I understand that the case is made of some sort of high-tech ceramic. It must be durable enough to get knocked around like other cell phones. If the case is easily damaged, it will be big trouble for Apple.
How do you define "high-end" if not by price? If you're saying that the top-end phones are the smallest, you're years behind the curve on that. Back around 2001, folks were paying top dollar for thumb-sized phones.
More recently, the trend has been toward bigger screens and more usable buttons. I was at a Sprint store and an Office Depot yesterday, and all the high-end phones were Palm- or Windows Mobile-based, or Blackberries, none of them small. The smaller phones are the ones the companies are literally giving away.
It's not a gripe, just a projection that this device will not make the in-roads into the mobile communications market that Apple wanted due to the size.
I don't know where you're getting your notions of what Apple wanted. If all you want is something to make phone calls and the occasional SMS message, the iPhone isn't for you and wasn't designed for you. If you want to watch a movie or browse the Web, I can't imagine that you'll spend a lot of time griping that the screen is too big.
How many times have we heard that today?
There is a whole world of unknown phantom electronics out there.
Sosumi
I was thinking the same thing. Apple did have an advantage with the popularity of iTunes, but Sony had the resources to challenge Apple with their own music library. Certainly other companies could have designed a button-free interface.

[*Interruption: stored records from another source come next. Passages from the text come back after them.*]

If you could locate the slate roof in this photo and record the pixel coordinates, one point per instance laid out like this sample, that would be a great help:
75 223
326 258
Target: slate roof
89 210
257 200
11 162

There is no reason why a company could not have worked on a phone like this, and provided a good, fast, easy to use user interface before now, except for a lack of vision.
Yup. It reminds me of the mini-computer versus PC days. Where are Prime and Wang now?

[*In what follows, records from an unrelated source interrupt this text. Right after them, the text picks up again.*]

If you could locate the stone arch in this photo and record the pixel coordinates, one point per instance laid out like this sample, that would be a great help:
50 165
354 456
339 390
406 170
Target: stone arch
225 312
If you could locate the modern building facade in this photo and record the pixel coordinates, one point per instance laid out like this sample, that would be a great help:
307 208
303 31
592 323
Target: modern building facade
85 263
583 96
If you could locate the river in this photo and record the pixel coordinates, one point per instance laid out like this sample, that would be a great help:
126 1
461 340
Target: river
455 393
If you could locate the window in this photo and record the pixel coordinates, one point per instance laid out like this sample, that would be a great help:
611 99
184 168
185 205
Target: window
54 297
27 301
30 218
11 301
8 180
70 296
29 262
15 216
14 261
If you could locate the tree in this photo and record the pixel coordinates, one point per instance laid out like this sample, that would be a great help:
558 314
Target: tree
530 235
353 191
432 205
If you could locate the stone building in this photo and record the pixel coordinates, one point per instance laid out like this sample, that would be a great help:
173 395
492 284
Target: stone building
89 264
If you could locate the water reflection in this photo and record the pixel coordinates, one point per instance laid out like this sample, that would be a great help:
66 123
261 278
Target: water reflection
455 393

Like somebody said on another forum, most phones these days are designed by engineers. The iPhone is designed by designers - people who have actually studied how phones are used, what people want, etc. The Apple engineers then had to make it work, and they did. Just like the iPod.
That's the heart of the matter. The consumer electronics company that I work for is just beginning to acknowledge the importance of the user interface, etc. But it's still an engineering-driven company. Non-engineers are still looked down on. Oh well. Some companies have to learn the hard way.

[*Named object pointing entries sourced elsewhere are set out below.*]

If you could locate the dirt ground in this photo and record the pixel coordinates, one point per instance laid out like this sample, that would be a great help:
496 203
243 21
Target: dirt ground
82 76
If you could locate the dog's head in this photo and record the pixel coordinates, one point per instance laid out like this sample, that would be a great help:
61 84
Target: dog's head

I've been posting to this site from my Palm Treo for almost 2 years now. While I prefer this phone to the Mobile PC phones from Microsoft, they've had products that allowed that for at least as long.
My Treo 650 for example, it's been on the market since late 2004, and has what is commonly referred to as an "HTML browser" verses a "WEP" browser. I've actually got 2 different HTML browsers loaded, and I could load more if I wasn't satisfied with the 2 I already have. The only thing these don't do well is Active X, but the IE that comes on Mobile PC phones might handle that, but it's not something I really need on my Treo since I can remote control my PC's with the Treo and use their local IE to get to sites like that when necessary.
The Apple phone looks great, I'm sure it is, but it's definitely evolutionary not revolutionary.